Make https work on gRPC in Rust: load a root certificate into the TLS config

Why is this so hard?

To send gRPC messages in Rust, one uses the tonic library. If you’re sending to an https endpoint, you’ll need to provide a ClientTlsConfig. By default, you’ll get a very distrustful one.

Here’s the error message:

the grpc server returns error (The service is currently unavailable): , detailed error message: error trying to connect: invalid peer certificate contents: invalid peer certificate: UnknownIssuer

Here’s the mitigation:

As far as I can tell, the ClientTlsConfig distrusts every certificate. It doesn’t seem to load the native certificates from the environment, like a civilized https client.

To make it trust something, give it a root certificate:

use tonic::transport::ClientTlsConfig;
use tonic::transport::Certificate;

let pem = tokio::fs::read("/etc/ssl/cert.pem").await.expect("oh no, the cert file wasn't loaded");
let cert = Certificate::from_pem(pem);

ClientTlsConfig::new().ca_certificate(cert)

I couldn’t find a better way to get a certificate than from the filesystem. I’d like to use the rustls-native-certs library for that, but no, tonic won’t let me use those certificates, and it won’t let me use a ClientConfig from rustls (except in a very old version).

Where can I find the certificate to load?

If you’re lucky, you can find a nice big root certificate installed in your OS. I found mine in /etc/ssl/cert.pem (on a Mac).

If you’re less lucky, you find a whole lot of small certificates. In my Docker container, /etc/ssl/certs/ contains 137 of them. The ClientTlsConfig only lets me load one! Seriously, tonic??

Since I only need to connect to one endpoint, I only need one root certificate, as long as it is the root certificate used by the SSL certificate at my endpoint. So, which one is that? Investigate:

openssl s_client -connect api.honeycomb.io:443 -servername localhost

Here, please replace api.honeycomb.io with the endpoint you’re going to send gRPC to.

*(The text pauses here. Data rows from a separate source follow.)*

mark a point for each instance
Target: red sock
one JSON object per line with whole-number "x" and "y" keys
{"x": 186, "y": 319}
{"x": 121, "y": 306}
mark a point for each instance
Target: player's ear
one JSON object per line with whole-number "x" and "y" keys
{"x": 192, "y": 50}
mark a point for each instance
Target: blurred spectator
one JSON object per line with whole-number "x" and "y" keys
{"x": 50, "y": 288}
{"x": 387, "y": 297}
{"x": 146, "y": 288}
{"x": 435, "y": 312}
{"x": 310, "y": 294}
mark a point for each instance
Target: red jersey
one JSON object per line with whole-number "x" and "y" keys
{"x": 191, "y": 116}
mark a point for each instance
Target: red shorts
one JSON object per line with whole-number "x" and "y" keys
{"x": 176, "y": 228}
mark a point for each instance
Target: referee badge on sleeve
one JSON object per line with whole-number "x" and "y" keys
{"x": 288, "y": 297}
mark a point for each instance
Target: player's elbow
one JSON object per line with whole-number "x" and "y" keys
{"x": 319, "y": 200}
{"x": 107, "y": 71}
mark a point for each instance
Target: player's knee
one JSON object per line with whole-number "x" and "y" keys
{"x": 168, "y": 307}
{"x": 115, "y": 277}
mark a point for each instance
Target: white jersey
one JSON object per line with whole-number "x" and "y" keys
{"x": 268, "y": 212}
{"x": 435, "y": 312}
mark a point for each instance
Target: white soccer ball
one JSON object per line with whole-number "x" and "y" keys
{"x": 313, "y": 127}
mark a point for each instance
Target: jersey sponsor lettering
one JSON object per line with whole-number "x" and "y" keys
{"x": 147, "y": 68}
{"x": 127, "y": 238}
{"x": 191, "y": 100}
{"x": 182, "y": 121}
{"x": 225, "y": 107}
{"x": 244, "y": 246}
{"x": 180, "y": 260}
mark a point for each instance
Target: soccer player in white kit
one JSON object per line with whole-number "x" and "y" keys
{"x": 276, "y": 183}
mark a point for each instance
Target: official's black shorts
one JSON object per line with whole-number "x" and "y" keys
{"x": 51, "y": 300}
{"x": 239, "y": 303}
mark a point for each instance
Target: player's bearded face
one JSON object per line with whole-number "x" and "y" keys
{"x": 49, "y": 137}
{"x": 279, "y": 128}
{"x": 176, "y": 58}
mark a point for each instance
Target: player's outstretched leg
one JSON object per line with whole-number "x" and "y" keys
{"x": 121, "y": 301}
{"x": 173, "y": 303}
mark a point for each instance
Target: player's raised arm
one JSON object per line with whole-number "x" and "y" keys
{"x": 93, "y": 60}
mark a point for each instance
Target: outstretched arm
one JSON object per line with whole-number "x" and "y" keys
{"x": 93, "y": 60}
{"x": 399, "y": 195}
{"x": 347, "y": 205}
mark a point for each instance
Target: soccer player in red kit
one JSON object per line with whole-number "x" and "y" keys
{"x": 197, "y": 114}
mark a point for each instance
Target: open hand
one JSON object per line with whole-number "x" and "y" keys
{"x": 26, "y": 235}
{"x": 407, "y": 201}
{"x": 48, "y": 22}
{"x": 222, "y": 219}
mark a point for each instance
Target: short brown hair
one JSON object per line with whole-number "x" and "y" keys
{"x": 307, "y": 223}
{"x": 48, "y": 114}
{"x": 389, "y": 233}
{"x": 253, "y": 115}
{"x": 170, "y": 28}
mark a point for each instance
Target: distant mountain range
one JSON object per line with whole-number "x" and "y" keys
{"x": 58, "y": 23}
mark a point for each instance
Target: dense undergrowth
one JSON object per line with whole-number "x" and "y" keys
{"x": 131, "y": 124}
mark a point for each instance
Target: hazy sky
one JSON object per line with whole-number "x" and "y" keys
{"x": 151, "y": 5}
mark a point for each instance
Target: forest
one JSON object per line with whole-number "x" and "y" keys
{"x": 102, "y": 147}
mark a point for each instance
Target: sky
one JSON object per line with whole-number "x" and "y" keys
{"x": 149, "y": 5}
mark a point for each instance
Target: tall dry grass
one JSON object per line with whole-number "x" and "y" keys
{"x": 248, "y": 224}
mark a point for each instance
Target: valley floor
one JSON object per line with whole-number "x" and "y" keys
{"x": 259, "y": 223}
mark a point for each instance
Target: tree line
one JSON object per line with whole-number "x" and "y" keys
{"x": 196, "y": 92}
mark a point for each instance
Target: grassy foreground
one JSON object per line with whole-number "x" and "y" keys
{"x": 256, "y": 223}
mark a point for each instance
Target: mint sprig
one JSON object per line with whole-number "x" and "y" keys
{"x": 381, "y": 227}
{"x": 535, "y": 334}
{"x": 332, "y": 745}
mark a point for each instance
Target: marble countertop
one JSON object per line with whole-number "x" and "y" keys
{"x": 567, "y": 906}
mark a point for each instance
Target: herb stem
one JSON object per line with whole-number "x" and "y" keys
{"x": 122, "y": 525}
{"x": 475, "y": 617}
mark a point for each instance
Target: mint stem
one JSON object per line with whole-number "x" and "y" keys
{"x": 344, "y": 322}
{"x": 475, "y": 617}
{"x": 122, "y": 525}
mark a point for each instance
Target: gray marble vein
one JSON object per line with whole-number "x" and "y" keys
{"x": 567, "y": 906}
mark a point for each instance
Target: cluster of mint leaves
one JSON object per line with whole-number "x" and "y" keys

This says CONNECTED(00000006) for a long time, and eventually prints out a lot of info about the certificate. Look for the Certificate chain section:

---
Certificate chain
 0 s:/CN=*.honeycomb.io
   i:/C=US/O=Amazon/OU=Server CA 1B/CN=Amazon
 1 s:/C=US/O=Amazon/OU=Server CA 1B/CN=Amazon
   i:/C=US/O=Amazon/CN=Amazon Root CA 1
 2 s:/C=US/O=Amazon/CN=Amazon Root CA 1
   i:/C=US/ST=Arizona/L=Scottsdale/O=Starfield Technologies, Inc./CN=Starfield Services Root Certificate Authority - G2
 3 s:/C=US/ST=Arizona/L=Scottsdale/O=Starfield Technologies, Inc./CN=Starfield Services Root Certificate Authority - G2
   i:/C=US/O=Starfield Technologies, Inc./OU=Starfield Class 2 Certification Authority
---

We want to load one of the certificates in this chain. Probably the last one. I looked in my filesystem:

$ ls /etc/ssl/certs/*Starfield*.pem
/etc/ssl/certs/Starfield_Class_2_CA.pem
/etc/ssl/certs/Starfield_Root_Certificate_Authority_-_G2.pem
/etc/ssl/certs/Starfield_Services_Root_Certificate_Authority_-_G2.pem

The last one looked a lot like the /CN=Starfield Services Root Certificate Authority - G2 in my certificate chain, so I used that one. It worked.

Good luck with this. I hope it gets easier in the future to use the native certs, like other languages and frameworks typically do.